– Он родился в октябре девяносто первого, Ольга уже у матери в Зеленограде жила. Так и не простила меня… Я приезжал, умолял, просил, всё без толку… Не простила. Потом замуж вышла, в Москву перебралась, мне адреса не оставила, да и я не настаивал, новая семья и всё такое… Её матери деньги посылал, чтобы Антону откладывала. Сына Антоном звали… А в девяносто девятом мать позвонила, сказала, чтобы больше не присылал, – Знаменский говорил почти неслышно: – Помнишь теракты в Москве в конце девяностых?

Марк кивнул.

– Так вот на Каширском шоссе, 6/3 Ольга с Антошкой и жили… Легли спать и не проснулись… У меня даже фотографий его нет, тёща меня во всём виноватым считает, не дала ни одной…

Они помолчали. Знаменский заметно охмелел, он как-то пьяно откинулся на спинку дивана, закрыл лицо руками, как бы смахнул с себя воспоминания и продолжил:

– Я пил почти месяц. Стрррашно пил! И ты знаешь, произошёл во мне какой-то переворот… Не важно стало, кто рядом, зачем, для чего? Я менял баб как перчатки! Человек-праздник! Модели, танцовщицы, стюардесса, была даже крупье из казино! А потом Марина. Лицо с обложки VOGUE 1997. Я думал, эта сказка будет продолжаться вечно! Мы много путешествовали, дорогие отели, бутики, тачки с кожаными салонами, Карибское море и дизайнерский ремонт в квартире, личный водитель и секс в открытом море на арендованной яхте. Короче, жизнь в стиле лакшери… Так продолжалось четыре года. Потом… А потом она захотела детей, и в нашей квартире стали появляться книги о планировании семьи, правильном питании, удобное бельё, тесты на беременность и ещё куча всего. Кончилось тем, что Марина уволила домработницу и уволилась с работы сама. Последнее произошло с моего молчаливого согласия и, признаюсь, вследствие моей недальновидности. Я попал под пристальное наблюдение и должен был приходить на обед, который она готовила и не опаздывать к ужину. Дальше – больше. Она перестала утруждать себя макияжем и депиляцией, все это оказалось слишком вредным для будущего ребенка. Наша интимная жизнь была пущена под откос, лишившись главного – страсти. Я не мог заставить себя разыгрывать испанского идальго, желающего исполнить пасодобль со своей Кармен, когда, приходя с работы, видел свою супругу в шерстяных носках и трениках с начёсом.

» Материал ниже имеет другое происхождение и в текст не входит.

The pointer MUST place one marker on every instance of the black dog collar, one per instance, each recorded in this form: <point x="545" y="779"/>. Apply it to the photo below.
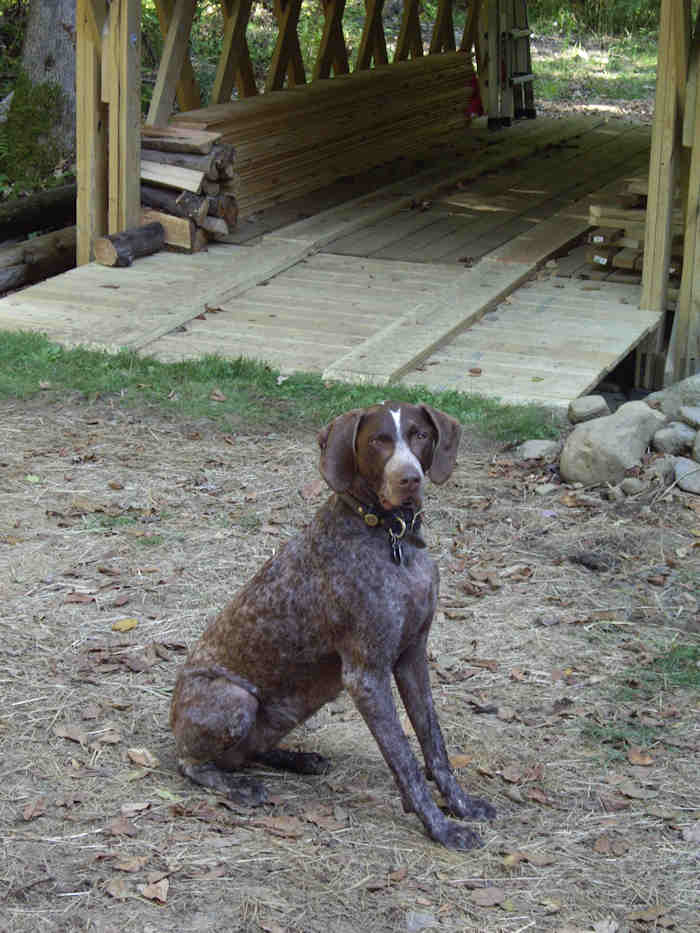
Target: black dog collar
<point x="398" y="523"/>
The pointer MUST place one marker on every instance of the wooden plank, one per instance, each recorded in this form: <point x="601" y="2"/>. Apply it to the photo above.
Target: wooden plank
<point x="91" y="130"/>
<point x="171" y="176"/>
<point x="332" y="52"/>
<point x="172" y="60"/>
<point x="373" y="41"/>
<point x="188" y="96"/>
<point x="410" y="39"/>
<point x="130" y="113"/>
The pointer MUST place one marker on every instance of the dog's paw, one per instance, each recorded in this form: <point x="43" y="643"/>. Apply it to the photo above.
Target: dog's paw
<point x="478" y="809"/>
<point x="237" y="787"/>
<point x="457" y="836"/>
<point x="299" y="762"/>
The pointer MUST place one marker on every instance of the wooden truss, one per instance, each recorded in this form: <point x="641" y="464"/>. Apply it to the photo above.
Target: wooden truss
<point x="109" y="92"/>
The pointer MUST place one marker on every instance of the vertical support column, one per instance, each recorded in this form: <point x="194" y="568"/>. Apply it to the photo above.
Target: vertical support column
<point x="188" y="96"/>
<point x="373" y="41"/>
<point x="332" y="52"/>
<point x="91" y="128"/>
<point x="234" y="61"/>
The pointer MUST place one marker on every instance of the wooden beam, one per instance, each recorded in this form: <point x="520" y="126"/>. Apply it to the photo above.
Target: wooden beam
<point x="94" y="14"/>
<point x="172" y="60"/>
<point x="373" y="41"/>
<point x="410" y="41"/>
<point x="130" y="113"/>
<point x="332" y="52"/>
<point x="663" y="167"/>
<point x="684" y="352"/>
<point x="91" y="134"/>
<point x="443" y="37"/>
<point x="188" y="96"/>
<point x="286" y="58"/>
<point x="234" y="65"/>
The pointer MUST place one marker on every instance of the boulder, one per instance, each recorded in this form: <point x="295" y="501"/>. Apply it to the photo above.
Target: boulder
<point x="688" y="475"/>
<point x="586" y="408"/>
<point x="674" y="438"/>
<point x="600" y="451"/>
<point x="537" y="450"/>
<point x="690" y="414"/>
<point x="671" y="400"/>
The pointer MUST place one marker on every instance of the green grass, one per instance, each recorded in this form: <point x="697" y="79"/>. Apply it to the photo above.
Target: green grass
<point x="619" y="69"/>
<point x="677" y="668"/>
<point x="254" y="393"/>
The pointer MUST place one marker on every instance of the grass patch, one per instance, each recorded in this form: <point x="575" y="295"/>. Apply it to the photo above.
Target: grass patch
<point x="234" y="391"/>
<point x="619" y="69"/>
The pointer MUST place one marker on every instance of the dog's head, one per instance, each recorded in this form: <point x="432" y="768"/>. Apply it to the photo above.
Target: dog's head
<point x="387" y="450"/>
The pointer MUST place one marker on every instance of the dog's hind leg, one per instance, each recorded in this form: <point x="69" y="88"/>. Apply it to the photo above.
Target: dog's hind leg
<point x="212" y="716"/>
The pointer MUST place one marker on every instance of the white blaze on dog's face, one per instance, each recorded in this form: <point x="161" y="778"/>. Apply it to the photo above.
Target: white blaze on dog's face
<point x="394" y="449"/>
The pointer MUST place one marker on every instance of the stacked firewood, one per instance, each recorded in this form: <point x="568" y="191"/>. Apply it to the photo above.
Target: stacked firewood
<point x="617" y="242"/>
<point x="297" y="140"/>
<point x="188" y="184"/>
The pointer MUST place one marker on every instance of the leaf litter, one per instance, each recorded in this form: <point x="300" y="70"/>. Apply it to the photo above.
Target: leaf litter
<point x="534" y="661"/>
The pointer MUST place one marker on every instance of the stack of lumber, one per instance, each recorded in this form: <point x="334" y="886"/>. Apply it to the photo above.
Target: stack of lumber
<point x="617" y="242"/>
<point x="188" y="185"/>
<point x="33" y="260"/>
<point x="297" y="140"/>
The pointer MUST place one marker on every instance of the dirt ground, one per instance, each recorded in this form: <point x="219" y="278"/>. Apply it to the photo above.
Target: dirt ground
<point x="553" y="608"/>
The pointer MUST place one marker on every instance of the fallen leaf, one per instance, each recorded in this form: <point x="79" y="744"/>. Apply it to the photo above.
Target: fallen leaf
<point x="122" y="827"/>
<point x="34" y="809"/>
<point x="648" y="915"/>
<point x="636" y="755"/>
<point x="118" y="888"/>
<point x="487" y="897"/>
<point x="156" y="891"/>
<point x="124" y="625"/>
<point x="460" y="761"/>
<point x="71" y="731"/>
<point x="131" y="863"/>
<point x="142" y="756"/>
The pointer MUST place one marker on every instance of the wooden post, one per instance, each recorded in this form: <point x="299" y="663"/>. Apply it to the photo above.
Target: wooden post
<point x="663" y="167"/>
<point x="286" y="58"/>
<point x="373" y="41"/>
<point x="443" y="38"/>
<point x="91" y="128"/>
<point x="234" y="61"/>
<point x="173" y="58"/>
<point x="188" y="96"/>
<point x="332" y="52"/>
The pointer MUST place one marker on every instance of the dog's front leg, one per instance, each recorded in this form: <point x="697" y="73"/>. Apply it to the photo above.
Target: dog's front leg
<point x="371" y="692"/>
<point x="413" y="681"/>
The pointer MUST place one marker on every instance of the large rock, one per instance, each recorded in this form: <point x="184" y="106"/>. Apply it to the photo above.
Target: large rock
<point x="688" y="475"/>
<point x="671" y="400"/>
<point x="674" y="438"/>
<point x="586" y="408"/>
<point x="601" y="451"/>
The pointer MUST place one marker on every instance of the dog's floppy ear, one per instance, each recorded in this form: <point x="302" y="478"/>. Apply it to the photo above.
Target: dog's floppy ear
<point x="337" y="443"/>
<point x="449" y="431"/>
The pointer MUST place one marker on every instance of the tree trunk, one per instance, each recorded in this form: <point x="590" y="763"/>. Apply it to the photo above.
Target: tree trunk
<point x="48" y="56"/>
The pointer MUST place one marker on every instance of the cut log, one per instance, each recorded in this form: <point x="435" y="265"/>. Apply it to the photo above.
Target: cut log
<point x="215" y="226"/>
<point x="120" y="249"/>
<point x="180" y="204"/>
<point x="218" y="163"/>
<point x="44" y="210"/>
<point x="180" y="233"/>
<point x="177" y="139"/>
<point x="172" y="176"/>
<point x="223" y="205"/>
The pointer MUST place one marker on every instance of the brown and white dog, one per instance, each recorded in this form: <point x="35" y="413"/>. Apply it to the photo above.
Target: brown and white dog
<point x="345" y="604"/>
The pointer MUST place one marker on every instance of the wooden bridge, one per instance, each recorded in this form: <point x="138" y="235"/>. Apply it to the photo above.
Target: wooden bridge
<point x="445" y="278"/>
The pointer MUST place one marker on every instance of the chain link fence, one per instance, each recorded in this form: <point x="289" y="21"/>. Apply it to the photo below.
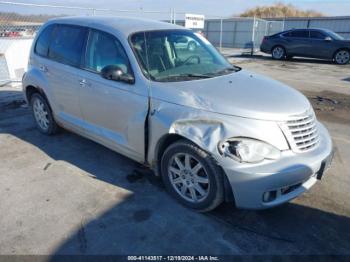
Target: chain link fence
<point x="19" y="23"/>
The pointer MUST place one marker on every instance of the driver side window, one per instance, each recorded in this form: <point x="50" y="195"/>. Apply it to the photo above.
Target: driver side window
<point x="103" y="50"/>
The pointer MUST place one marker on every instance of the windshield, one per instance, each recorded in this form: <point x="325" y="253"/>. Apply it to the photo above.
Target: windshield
<point x="178" y="55"/>
<point x="334" y="35"/>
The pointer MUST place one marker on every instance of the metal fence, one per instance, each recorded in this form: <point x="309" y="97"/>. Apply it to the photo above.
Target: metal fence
<point x="19" y="23"/>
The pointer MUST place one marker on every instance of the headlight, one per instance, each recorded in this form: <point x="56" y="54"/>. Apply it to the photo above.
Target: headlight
<point x="248" y="150"/>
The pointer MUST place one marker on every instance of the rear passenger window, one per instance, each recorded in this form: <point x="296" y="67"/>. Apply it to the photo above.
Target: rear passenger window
<point x="317" y="35"/>
<point x="67" y="44"/>
<point x="43" y="42"/>
<point x="301" y="33"/>
<point x="103" y="50"/>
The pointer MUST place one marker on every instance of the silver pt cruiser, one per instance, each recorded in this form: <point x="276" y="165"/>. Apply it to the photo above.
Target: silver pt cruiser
<point x="212" y="131"/>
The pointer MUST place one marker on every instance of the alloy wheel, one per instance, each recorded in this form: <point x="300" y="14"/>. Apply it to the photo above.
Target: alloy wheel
<point x="278" y="52"/>
<point x="188" y="177"/>
<point x="342" y="57"/>
<point x="41" y="114"/>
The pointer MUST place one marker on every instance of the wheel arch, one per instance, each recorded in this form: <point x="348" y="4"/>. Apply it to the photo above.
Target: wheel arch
<point x="339" y="49"/>
<point x="169" y="139"/>
<point x="280" y="45"/>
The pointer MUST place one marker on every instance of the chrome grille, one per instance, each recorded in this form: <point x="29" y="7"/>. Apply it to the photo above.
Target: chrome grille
<point x="301" y="132"/>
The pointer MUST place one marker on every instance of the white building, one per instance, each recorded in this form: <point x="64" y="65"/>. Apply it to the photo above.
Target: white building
<point x="14" y="55"/>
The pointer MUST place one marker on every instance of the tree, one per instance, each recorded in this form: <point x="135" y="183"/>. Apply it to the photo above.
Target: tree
<point x="279" y="10"/>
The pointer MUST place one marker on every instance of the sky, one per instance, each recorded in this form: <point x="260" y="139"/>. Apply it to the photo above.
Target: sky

Марк расхохотался. Исповедь Знаменского, начавшаяся так трагично, наконец получила более лёгкое продолжение.

– Дальше я знаю, можешь опустить эту часть!

– Ну я был вынужден, – Стас театрально развёл руками и тоже рассмеялся.

Историю про то, как Знаменский развёлся со второй женой, знали несколько человек, включая Шатова. Устав от её представлений о семейной жизни, Стас попросту собрал её вещи и отправил с водителем на её старую квартиру. Сам поменял замки у себя и улетел на зиму в Тайланд, оставив ей записку в издевательском стиле, что уезжает в экспедицию и не знает, вернётся ли, просит его не ждать и устраивать свою личную жизнь. Подписал «Твой Амудсен».

– Только ты знаешь не всё, Марк. – Стас интригующе улыбнулся, открыл пакет стоявшего на столе ананасового сока и налил в стакан.

– Твою мать, Знаменский, если ты хочешь мне в десятый раз рассказать про свои тайские приключения, вечеринки с трансвеститами и твои недельные загулы на Уолкин стрит, то уволь, я не хочу этого знать! – Марк поморщился, как от зубной боли, но то, что он услышал дальше, было совсем неожиданно.

– Нет, я хотел рассказать тебе, как познакомился с третьей женой.

Теперь Шатов потянулся к хьюмидору и достал толстую Cohiba в жестяном футлярчике. Стас терпеливо дождался, пока Марк прикурит её от длинной спички, громко втянул ноздрями выпущенные им кольца дыма и налил ещё по одной.